Department of Pharmaceutical Sciences and the Biointerfaces Institute, University of Michigan, 2800 Plymouth Road, Ann Arbor, Michigan 48109, United States.
Office of Research and Standards, Office of Generic Drugs, Center for Drug Evaluation and Research, U.S. Food and Drug Administration, 10903 New Hampshire Avenue, Silver Spring, Massachusetts 20993, United States.
Mol Pharm. 2020 Nov 2;17(11):4141-4151. doi: 10.1021/acs.molpharmaceut.0c00619. Epub 2020 Oct 19.
Sandostatin LAR (SLAR) is an injectable long-acting release (LAR) microsphere formulation for octreotide based on a biodegradeable glucose star copolymer of d,l-lactic and glycolic acids (PLGA-glu), which is primarily used for the treatment of patients with acromegaly. There currently is no generic SLAR approved in the United States despite expiration of patent coverage. To understand better this important formulation, SLAR was assessed for its composition and physical-chemical properties. Octreotide release kinetics was monitored under physiological conditions over 56 days together with several bioerosion parameters [mass loss, water uptake, pH of release media, polymer molecular weight (Mw), and confocal microscopy after BODIPY uptake]. A significant increase in the amount of released peptide occurred after day 14. After 1 day of incubation in PBST, octreotide was not extractable completely from SLAR during 2 h of the extraction process, but complete extraction was accomplished after 24 h, which suggested that strong and noncovalent PLGA-octreotide interactions occurred beginning in the initial release phase. Leuprolide is considered as a cationic peptide competitor for octreotide-PLGA interactions and its presence in the release medium resulted in more continuous octreotide release from SLAR, which was linearly correlated with the mass loss from the polymer (, an indication of erosion-controlled release). These data strongly suggest that octreotide forms a salt with acid end groups of linear PLGA chains that are either present as impurities in, and/or produced by the degradation of, the PLGA-Glu. This salt is expected to catalyze octreotide acylation and extend peptide release beyond that driven by erosion control. The characterization studies of physicochemical properties of SLAR described here could be useful for the development and regulatory evaluation of generic octreotide microspheres as well as new polymer formulations, in which the polymer strongly interacts with encapsulated peptides.

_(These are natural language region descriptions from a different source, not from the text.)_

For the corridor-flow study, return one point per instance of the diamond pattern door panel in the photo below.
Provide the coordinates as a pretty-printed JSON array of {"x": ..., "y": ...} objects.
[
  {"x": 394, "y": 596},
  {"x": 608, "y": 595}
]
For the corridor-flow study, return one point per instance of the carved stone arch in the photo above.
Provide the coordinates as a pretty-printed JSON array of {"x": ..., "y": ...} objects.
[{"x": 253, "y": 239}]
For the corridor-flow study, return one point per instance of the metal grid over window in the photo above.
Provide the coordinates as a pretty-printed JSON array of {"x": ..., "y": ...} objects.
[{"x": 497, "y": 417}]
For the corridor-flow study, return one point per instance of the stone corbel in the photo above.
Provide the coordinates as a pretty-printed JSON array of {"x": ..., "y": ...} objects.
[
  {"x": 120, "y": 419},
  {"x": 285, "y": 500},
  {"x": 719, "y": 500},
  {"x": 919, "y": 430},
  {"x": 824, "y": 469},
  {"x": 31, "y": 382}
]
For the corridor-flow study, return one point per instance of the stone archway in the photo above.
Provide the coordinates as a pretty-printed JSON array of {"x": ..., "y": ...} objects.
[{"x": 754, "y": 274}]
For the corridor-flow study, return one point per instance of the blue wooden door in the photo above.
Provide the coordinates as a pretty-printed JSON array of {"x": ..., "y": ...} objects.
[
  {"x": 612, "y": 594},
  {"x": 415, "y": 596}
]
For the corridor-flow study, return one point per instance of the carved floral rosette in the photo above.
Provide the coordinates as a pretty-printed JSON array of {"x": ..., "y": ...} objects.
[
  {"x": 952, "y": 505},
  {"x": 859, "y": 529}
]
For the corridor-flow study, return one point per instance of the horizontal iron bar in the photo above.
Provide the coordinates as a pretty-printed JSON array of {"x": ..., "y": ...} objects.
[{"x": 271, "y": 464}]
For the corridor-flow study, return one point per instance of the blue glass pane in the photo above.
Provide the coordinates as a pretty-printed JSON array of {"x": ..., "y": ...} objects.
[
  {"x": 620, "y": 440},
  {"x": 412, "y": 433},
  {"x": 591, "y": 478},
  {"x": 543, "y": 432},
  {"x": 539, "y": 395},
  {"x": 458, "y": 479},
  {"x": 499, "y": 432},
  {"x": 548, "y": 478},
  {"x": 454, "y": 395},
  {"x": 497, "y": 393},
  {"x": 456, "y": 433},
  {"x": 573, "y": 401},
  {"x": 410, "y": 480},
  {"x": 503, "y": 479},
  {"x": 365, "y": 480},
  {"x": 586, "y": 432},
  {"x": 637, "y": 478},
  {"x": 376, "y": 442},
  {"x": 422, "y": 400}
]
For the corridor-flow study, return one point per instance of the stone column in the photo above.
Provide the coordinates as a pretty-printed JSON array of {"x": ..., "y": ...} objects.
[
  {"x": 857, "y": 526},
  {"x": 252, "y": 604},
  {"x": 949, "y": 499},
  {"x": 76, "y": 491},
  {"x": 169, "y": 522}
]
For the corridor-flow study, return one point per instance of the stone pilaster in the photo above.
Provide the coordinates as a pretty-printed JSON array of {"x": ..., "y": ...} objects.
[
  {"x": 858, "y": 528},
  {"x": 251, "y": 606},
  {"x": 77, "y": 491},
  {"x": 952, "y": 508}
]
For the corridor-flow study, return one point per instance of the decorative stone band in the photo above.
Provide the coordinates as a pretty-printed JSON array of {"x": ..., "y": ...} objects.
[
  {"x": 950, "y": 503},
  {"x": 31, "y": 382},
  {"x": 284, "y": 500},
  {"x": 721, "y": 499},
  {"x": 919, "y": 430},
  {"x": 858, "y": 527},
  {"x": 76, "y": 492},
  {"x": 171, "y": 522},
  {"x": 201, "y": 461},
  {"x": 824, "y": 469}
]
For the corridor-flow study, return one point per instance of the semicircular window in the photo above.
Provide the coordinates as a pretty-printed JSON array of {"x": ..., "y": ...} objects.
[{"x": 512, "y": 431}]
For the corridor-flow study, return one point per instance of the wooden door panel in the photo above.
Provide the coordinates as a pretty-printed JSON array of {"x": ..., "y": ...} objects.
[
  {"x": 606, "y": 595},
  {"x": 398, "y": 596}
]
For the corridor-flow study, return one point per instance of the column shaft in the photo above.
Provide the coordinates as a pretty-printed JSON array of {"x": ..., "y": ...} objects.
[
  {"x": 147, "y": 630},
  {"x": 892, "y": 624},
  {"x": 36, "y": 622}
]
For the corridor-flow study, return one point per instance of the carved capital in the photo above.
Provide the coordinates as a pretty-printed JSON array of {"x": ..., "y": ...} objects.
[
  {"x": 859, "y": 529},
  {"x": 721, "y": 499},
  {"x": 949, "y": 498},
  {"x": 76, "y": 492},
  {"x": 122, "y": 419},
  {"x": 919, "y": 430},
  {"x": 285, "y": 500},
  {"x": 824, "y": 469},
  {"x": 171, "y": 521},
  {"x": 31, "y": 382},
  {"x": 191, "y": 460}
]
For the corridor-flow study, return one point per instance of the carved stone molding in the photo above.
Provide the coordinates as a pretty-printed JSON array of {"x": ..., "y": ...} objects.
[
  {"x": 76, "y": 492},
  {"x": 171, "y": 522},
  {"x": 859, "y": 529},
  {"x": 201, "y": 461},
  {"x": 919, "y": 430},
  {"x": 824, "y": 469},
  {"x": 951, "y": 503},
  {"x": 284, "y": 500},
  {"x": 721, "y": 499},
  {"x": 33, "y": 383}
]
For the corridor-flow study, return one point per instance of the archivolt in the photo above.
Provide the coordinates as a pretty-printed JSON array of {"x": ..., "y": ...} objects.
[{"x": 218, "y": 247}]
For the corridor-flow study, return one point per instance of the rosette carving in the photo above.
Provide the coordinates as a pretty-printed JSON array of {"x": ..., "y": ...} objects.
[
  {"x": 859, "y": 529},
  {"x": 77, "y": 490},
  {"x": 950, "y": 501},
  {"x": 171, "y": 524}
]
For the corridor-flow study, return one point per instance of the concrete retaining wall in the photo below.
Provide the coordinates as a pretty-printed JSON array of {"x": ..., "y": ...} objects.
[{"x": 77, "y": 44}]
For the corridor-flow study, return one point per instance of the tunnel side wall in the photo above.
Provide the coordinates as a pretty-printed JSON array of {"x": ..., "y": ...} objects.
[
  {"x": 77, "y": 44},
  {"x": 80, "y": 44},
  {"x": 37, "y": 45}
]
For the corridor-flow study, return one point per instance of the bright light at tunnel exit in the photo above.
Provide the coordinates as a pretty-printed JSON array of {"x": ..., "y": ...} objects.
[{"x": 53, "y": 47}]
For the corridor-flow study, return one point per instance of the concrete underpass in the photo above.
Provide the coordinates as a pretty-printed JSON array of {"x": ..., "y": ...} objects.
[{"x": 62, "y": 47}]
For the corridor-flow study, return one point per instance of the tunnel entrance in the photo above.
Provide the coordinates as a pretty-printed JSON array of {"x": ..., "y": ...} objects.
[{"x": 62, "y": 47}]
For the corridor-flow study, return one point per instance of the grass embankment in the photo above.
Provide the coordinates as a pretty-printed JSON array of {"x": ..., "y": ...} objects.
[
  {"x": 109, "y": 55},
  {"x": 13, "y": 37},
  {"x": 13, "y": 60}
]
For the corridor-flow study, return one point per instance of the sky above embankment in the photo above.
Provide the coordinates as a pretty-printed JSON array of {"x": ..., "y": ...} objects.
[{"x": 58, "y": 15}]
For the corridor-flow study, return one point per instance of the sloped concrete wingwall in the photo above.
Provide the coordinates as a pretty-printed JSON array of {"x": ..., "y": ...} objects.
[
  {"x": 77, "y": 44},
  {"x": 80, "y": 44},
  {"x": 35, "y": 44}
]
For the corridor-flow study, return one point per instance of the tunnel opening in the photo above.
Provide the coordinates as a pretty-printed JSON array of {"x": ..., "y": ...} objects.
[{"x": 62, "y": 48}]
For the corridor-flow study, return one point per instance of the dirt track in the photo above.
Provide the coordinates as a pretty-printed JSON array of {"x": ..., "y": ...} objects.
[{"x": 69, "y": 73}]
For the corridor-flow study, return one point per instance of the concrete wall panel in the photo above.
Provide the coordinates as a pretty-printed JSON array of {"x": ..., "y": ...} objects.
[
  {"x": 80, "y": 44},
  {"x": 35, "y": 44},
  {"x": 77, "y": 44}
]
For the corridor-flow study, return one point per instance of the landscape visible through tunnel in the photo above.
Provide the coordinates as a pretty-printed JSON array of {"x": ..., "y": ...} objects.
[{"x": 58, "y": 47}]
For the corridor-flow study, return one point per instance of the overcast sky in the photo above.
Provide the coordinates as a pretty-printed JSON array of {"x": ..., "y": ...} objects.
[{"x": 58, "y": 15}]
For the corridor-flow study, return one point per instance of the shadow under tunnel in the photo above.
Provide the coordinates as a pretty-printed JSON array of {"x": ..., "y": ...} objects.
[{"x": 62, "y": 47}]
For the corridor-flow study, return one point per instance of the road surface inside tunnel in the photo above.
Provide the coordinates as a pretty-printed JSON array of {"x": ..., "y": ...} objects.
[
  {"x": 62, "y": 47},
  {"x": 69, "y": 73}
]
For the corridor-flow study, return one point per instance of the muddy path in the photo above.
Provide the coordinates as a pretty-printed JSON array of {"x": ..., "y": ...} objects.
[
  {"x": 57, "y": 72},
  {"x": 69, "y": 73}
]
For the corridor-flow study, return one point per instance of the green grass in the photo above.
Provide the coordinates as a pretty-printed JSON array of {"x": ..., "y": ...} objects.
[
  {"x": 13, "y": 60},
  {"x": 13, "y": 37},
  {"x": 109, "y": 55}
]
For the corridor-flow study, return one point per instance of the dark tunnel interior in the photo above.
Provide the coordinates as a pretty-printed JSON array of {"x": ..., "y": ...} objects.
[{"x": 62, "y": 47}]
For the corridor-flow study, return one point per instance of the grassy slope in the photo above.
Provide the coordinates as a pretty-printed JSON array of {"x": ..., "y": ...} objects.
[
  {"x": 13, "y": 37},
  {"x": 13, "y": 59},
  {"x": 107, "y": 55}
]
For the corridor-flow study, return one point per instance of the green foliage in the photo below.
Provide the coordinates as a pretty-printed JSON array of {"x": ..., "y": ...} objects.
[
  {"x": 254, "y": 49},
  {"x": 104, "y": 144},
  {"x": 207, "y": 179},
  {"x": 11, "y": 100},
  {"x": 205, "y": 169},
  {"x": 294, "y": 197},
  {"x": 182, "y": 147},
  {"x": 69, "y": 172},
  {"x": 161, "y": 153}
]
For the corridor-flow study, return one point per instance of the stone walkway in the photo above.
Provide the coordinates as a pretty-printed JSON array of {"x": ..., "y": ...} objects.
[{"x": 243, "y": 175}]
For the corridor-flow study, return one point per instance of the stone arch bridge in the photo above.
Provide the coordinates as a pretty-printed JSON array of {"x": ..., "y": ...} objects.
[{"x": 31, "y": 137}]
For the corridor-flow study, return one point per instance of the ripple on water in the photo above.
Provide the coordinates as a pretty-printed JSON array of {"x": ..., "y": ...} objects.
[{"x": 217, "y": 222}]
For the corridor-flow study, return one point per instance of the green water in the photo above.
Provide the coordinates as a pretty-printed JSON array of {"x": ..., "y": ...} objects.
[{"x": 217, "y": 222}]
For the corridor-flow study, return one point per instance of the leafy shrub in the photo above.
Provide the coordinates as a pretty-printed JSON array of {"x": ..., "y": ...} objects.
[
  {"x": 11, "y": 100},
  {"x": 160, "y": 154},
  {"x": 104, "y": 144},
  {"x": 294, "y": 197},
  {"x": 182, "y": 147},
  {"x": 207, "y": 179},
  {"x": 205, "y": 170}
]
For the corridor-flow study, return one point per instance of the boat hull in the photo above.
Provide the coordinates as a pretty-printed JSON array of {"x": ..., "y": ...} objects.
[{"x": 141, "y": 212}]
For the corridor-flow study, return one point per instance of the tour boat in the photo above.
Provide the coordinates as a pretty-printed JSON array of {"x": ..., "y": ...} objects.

生长抑素类似物长效微球(SLAR)是一种基于可生物降解的葡萄糖星嵌段共聚物(d,l-乳酸和乙醇酸的共聚物,PLGA-glu)的奥曲肽注射用长效释放(LAR)微球制剂,主要用于治疗肢端肥大症患者。尽管专利保护已经过期,但目前美国尚未批准任何通用的 SLAR。为了更好地了解这种重要的制剂,对 SLAR 的组成和物理化学性质进行了评估。在生理条件下监测了奥曲肽的释放动力学,共监测了 56 天,并监测了几个生物侵蚀参数[质量损失、吸水率、释放介质的 pH 值、聚合物分子量(Mw)和 BODIPY 摄取后的共焦显微镜]。在第 14 天之后,释放的肽的量显著增加。在 PBST 中孵育 1 天后,在提取过程的前 2 小时内,奥曲肽不能从 SLAR 中完全提取,但在 24 小时后完全提取,这表明在初始释放阶段就开始发生强的和非共价的 PLGA-奥曲肽相互作用。亮丙瑞林被认为是奥曲肽-PLGA 相互作用的阳离子肽竞争物,其存在于释放介质中导致从 SLAR 中更连续地释放奥曲肽,这与聚合物的质量损失线性相关(,表明是侵蚀控制释放)。这些数据强烈表明,奥曲肽与线性 PLGA 链的酸端基形成盐,这些酸端基要么以杂质的形式存在于 PLGA-Glu 中,要么由 PLGA-Glu 的降解产生。这种盐预计会催化奥曲肽的酰化作用,并使肽的释放延长超过侵蚀控制所驱动的释放。这里描述的 SLAR 的物理化学性质的特征研究对于开发和监管评估通用奥曲肽微球以及与封装肽强烈相互作用的新聚合物制剂可能是有用的。